Tell people what you're doing

It's the ol' exercise trick: If you involve a friend in your workout routine by planning to meet her at the gym or competing with one another's run times, you're more likely to get your heart pumping. It works with writing, too. Tell your friends and family that you're writing today (or this hour or for the next 15 minutes). That way, one, they won't interrupt you, and two, they'll ask how it went. And you'll have to know how to respond, which means you'll need to get a good read (ha) on interpreting and explaining your work.

Set a goal

I live for short-term goals. Some are spur-of-the-moment -- I decide I want to finish this blog post by 2 p.m. -- or ongoing -- I plan to add 750 words/day to my novel. The great thing about short-term goals is you quickly learn what's attainable for you.
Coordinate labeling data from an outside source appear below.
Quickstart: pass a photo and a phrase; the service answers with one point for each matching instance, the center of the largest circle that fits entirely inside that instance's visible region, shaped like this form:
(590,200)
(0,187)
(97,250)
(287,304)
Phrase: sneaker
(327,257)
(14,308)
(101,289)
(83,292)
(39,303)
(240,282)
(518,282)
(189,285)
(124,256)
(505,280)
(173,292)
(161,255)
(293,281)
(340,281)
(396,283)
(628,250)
That for you part is really important. Stephen King might be able to write 2,000 words/day, but maybe that doesn't work for your lifestyle or skill level. That's OK. You're OK. You're great, in fact.

Keep a notepad for things to remember

You're bound to have the greatest idea for a story when you're in the shower, on the road or in a marathon meeting. You repeat it over and over to yourself -- Janie finds out Tim's the brother of that man, Janie finds out Tim's the brother of that man, Janie finds out ... -- until you're free to record it. But it's gone; you lost its importance. Having a notepad handy for such moments is vital.

I like to use Field Notes because they're slim and fit in my purse. Before I began freelancing full-time, I'd receive approving looks from supervisors who spotted me pulling out a notebook to jot down an idea. Little did they know it was for my after-hours work. Whoops.

If in the shower, you might use a waterproof notepad -- They exist! 

A word of caution: Make sure the idea you record is detailed enough for your future-self to understand it. If I had a nickel for every half-baked idea I returned to ... Well, you know how that goes. If ever I'm out and about without my Field Notes, I use the Reminders app on my phone. It contains such gems as "Man on motorcycle with black cat on shoulders," which makes no sense to me now. But I've kept it just in case inspiration decides to remind me what it meant.

Warm up before sitting down

Often, the first few minutes of your sit-down-and-write time is spent warming up for your writing practice. To stay at the top of your game, consider using writing prompts, journaling or free writing to get used to putting pen to paper (or fingers to keyboard). I chatted with Kristl on Twitter recently, and she's a big advocate for bullet journaling. She said it's helped her create more space in her life. And if you're a writer who takes care of a million other tasks and people, you know you're in high need of some extra space.

Somehow, journaling can still have a negative connotation. It's associated with therapy, which some (short-sighted) folks still consider self-indulgent. Yet, it's backed that expressive writing unburdens negative, bungled or murky experiences. It clears the mind for you to be more productive. Scientific American reported "research shows that it improves memory and sleep, boosts immune cell activity and reduces viral load in AIDS patients, and even speeds healing after surgery." And any healthy practice that makes you more productive for yourself and loved ones is positive.

What have you found works for you in making the most of the time you have to write?